There is another sect of mendicants, who are worshippers of Krishna. Though men, they put on the dress and ornaments, and assume the manners, of milkmaids. This is supposed to be very pleasing to the object of their worship; for, when he was on earth, he is said to have been very partial to the milkmaids, and to have married no fewer than sixteen thousand of them.
The other figure on the same engraving is a portrait of PuriSuttema, an individual with whom I was well acquainted. For seven years he had been a religious mendicant. At length he read a Christian tract entitled “A Precept to the Inhabitants of this Part of the World, by the Missionaries.” “By studying it,” said he, “I found there was a great difference between the notions I had imbibed and the virtuous precepts contained in that book ; I plainly saw that my former way was all deception, and that this book pointed out a better.” He embraced that better way, and is now a preacher of the gospel.
Many religious mendicants subject themselves to various modes of self-torture. Engravings, Nos. 1, 2 and 3 are portraits of individuals, selected as specimens of this class of persons.
The devotee represented by engraving, No. 2 I saw at a festival on the banks of the Ganges. He had kept his left arm thus elevated until it had become stiff and permanently fixed, the muscles and sinews had lost all power of producing motion, and the flesh had become withered. The finger-nails, as you perceive, had grown to the enormous length of six or eight inches. During my residence in Hindustan, I saw as many as nine persons with their arms elevated in the position here delineated.

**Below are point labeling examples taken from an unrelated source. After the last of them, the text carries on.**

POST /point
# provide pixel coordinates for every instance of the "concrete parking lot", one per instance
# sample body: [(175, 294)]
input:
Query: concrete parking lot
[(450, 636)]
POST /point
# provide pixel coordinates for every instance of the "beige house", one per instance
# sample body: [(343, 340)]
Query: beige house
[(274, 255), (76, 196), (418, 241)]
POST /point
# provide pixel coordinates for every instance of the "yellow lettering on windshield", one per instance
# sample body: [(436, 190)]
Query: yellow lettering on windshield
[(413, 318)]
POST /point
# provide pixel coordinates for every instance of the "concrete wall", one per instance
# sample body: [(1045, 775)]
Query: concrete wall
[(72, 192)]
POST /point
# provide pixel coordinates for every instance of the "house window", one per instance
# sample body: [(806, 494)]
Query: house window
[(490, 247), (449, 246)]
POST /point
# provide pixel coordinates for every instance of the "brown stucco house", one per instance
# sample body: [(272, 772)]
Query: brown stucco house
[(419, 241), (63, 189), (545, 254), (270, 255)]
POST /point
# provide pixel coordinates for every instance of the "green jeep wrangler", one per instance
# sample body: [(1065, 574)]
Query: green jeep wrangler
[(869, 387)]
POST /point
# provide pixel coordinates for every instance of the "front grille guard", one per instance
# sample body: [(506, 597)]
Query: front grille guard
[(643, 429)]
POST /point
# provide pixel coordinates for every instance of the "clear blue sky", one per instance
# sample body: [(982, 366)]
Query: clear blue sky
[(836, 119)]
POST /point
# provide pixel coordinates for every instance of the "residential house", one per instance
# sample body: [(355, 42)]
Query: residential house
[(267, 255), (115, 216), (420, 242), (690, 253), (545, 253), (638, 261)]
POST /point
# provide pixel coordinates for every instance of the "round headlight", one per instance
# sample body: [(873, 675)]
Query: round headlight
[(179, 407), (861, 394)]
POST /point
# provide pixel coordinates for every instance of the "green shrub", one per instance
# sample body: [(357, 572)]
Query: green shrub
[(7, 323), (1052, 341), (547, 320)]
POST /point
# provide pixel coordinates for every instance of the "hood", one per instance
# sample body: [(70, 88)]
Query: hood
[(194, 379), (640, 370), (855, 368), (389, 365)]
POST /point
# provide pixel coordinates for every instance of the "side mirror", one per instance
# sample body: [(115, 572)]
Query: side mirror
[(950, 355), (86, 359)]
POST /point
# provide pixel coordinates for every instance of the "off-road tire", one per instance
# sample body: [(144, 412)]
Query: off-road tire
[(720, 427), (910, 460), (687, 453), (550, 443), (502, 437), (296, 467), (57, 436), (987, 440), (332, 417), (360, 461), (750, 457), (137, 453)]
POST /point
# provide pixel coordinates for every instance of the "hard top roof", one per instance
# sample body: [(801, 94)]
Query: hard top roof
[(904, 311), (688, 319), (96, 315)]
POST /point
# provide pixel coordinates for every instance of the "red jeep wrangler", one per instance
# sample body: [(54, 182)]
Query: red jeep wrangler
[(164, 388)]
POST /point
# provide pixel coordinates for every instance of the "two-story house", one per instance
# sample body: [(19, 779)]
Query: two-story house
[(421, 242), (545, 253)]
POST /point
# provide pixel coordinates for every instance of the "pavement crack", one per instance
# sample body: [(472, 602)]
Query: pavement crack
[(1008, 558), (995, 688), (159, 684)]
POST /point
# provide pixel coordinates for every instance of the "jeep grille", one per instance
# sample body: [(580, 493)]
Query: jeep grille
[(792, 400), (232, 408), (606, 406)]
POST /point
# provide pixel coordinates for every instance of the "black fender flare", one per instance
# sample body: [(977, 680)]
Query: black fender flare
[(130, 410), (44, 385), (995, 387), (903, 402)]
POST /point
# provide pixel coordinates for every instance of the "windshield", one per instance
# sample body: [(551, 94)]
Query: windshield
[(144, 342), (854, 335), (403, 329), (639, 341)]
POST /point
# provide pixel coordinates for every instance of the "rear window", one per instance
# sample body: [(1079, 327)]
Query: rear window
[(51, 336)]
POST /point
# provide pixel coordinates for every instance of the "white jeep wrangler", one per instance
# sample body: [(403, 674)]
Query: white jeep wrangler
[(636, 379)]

The devotee represented by engraving, No. 3 has both arms elevated. This man I saw frequently in the city of Benares. In answer to my inquiries relative to his history, I was told that, in the earlier part of his life, he served as a soldier ; but, having lost his right leg, he became unfit for the duties of the army. In order to secure a livelihood, as well as a large stock of religious merit, he turned devotee. Having substituted a wooden leg in the place of the one lost, he took a small idol in each hand, and elevated them above his head until his arms became perfectly stiff and immovable.